If you would like to read it, it is Resolution A074. The resolution is at the bottom of page 154 of the Blue Book. The explanation and the Official Text is pages 155-162. It is about 2/3rd of the way through the Commission’s report, click to access on line.
(the first part of this report includes the proposed agreement with the Moravian Church. You’ll have to scroll past that to page 155)
Just a taste of it the proposed “Statement on Interreligious Relations”:
9. “Today the picture of the world we have to carry is of the earth seen from space. Borders and boundaries are fluid, easily fractured, and unstable. The peoples of the earth will either survive together or perish together.
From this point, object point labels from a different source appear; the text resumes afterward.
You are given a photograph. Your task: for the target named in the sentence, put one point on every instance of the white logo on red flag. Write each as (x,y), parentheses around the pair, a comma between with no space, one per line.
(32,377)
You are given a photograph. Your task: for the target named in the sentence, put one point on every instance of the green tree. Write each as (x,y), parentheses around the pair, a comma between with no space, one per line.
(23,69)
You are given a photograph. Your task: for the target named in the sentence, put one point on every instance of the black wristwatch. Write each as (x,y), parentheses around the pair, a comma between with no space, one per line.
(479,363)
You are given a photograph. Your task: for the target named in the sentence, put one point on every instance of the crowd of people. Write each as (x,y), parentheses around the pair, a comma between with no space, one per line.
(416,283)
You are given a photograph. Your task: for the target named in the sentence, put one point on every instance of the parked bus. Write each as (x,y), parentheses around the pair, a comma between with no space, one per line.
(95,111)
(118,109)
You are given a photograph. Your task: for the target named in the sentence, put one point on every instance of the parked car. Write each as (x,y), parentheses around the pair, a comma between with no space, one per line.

Paradoxically our entire world is, at the same time, housed inside the flat screens of computers that provide immediate access to almost anyone or anything at anytime, anywhere on the planet. Crises and conflicts that were once local matters and seemed to be none of our concern are now global.”
14. “We understand the Holy Scriptures to be inspired by the Holy Spirit of God and at the same time the work of human authors, editors, and compilers. …We believe the Holy Spirit continues to guide us in our growing understanding of the Scriptures, which are always to be interpreted in the widest possible context of God’s redeeming love for all people.”
17. “…It is not a unity of opinion or a sameness of vision that hold us together. Rather, it is the belief that we are called to walk together in Jesus’ path of reconciliation not only through our love for the other, but also through our respect for the legitimacy of the reasoning of the other.”
26. “…In all of this, we affirm that Christianity needs to be lived and presented as ‘a way of life’, rather than a static set of beliefs.”
27. “Christians being to the conversation Jesus on and beyond the Cross. We see the Cross as transformative for every faith tradition including Christianity itself. We present the Cross as the Christian symbol and act of self-emptying, humility, redemptive suffering, sacrificial self-giving, and unvanquished love. Jesus’ death and resurrection frame the dialogue for us. Values such as reconciliation, peace-making, and forgiveness are what we bring to the discussion of salvation.
28. “Our invitation in dialogue is to ask all religions to tell us where they embody such values and how they experience and understand what we call salvation…”
And from the concluding paragraph 34:
“Interreligious relations are no longer about competing faiths, but about mutual demonstrations of Love Incarnate. We close this statement encouraged by Dr. King’s word: ‘Love is the key that unlocks the door which leads to ultimate reality. This Hindu-Muslim-Christian-Jewish-Buddhist belief about human reality is beautifully summed up in the first Epistle of St. John: “Let us love one another; for love is of God; and everyone that loves is born of God and knows God. The one who loves not does not know God, for God is love. …If we love one another God dwells in us, and God’s love is perfected in us.”’”
I think it is an important piece of work and worth attention.